Metadata-Version: 2.4
Name: sparqlx
Version: 0.2.0
Summary: Add your description here
Author-email: Lukas Plank <lupl@tuta.io>
License-File: LICENSE
Requires-Python: >=3.13
Requires-Dist: httpx>=0.28.1
Requires-Dist: rdflib>=7.1.3
Description-Content-Type: text/markdown

# SPARQLx ✨🦋

![tests](https://github.com/lu-pl/sparqlx/actions/workflows/tests.yml/badge.svg)
[![coverage](https://coveralls.io/repos/github/lu-pl/sparqlx/badge.svg?branch=lupl/setup-test-ci)](https://coveralls.io/github/lu-pl/sparqlx?branch=lupl/setup-test-ci)
[![License: GPL v3](https://img.shields.io/badge/License-GPLv3-blue.svg)](https://www.gnu.org/licenses/gpl-3.0)
[![Ruff](https://img.shields.io/endpoint?url=https://raw.githubusercontent.com/astral-sh/ruff/main/assets/badge/v2.json)](https://github.com/astral-sh/ruff)
[![uv](https://img.shields.io/endpoint?url=https://raw.githubusercontent.com/astral-sh/uv/main/assets/badge/v0.json)](https://github.com/astral-sh/uv)

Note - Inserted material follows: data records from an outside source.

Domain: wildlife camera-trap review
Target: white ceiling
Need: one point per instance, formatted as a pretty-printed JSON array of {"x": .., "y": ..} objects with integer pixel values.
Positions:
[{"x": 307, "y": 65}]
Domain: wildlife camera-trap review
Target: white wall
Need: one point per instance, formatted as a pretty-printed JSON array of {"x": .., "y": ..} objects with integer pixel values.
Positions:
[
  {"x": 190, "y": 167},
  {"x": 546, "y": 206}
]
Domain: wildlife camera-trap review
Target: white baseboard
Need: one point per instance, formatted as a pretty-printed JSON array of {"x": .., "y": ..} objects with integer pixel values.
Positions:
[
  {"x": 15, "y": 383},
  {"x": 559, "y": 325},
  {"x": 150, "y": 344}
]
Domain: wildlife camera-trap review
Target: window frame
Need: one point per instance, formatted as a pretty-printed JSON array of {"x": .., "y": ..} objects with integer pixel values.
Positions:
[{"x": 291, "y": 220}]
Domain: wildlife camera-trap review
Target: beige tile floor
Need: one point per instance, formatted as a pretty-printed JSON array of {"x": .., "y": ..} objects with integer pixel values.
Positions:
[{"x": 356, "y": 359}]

Python library for [httpx](https://www.python-httpx.org/)-based SPARQL Query and Update Operations according to the [SPARQL 1.2 Protocol](https://www.w3.org/TR/sparql12-protocol/).

> WARNING: This project is in an early stage of development and should be used with caution.

## Features

- **Async Interface**: `asyncio` support with `aquery()` and `AsyncContextManager` API.
- **Query Response Streaming**: Streaming iterators for large result sets available with `query_stream()` and `aquery_stream()`
- **Synchronous Concurrency Wrapper**: Support for concurrent execution of multiple queries from synchronous code with `queries()`
- **RDFLib Integration**: Direct conversion to [RDFLib](https://github.com/RDFLib/rdflib) SPARQL result representations
- **Context Managers**: Synchronous and asynchronous context managers for lexical resource management
- **Client Sharing**: Support for sharing and re-using `httpx` clients for HTTP connection pooling


## Installation
`sparqlx` is a [PEP 621](https://peps.python.org/pep-0621/)-compliant package and available on PyPI.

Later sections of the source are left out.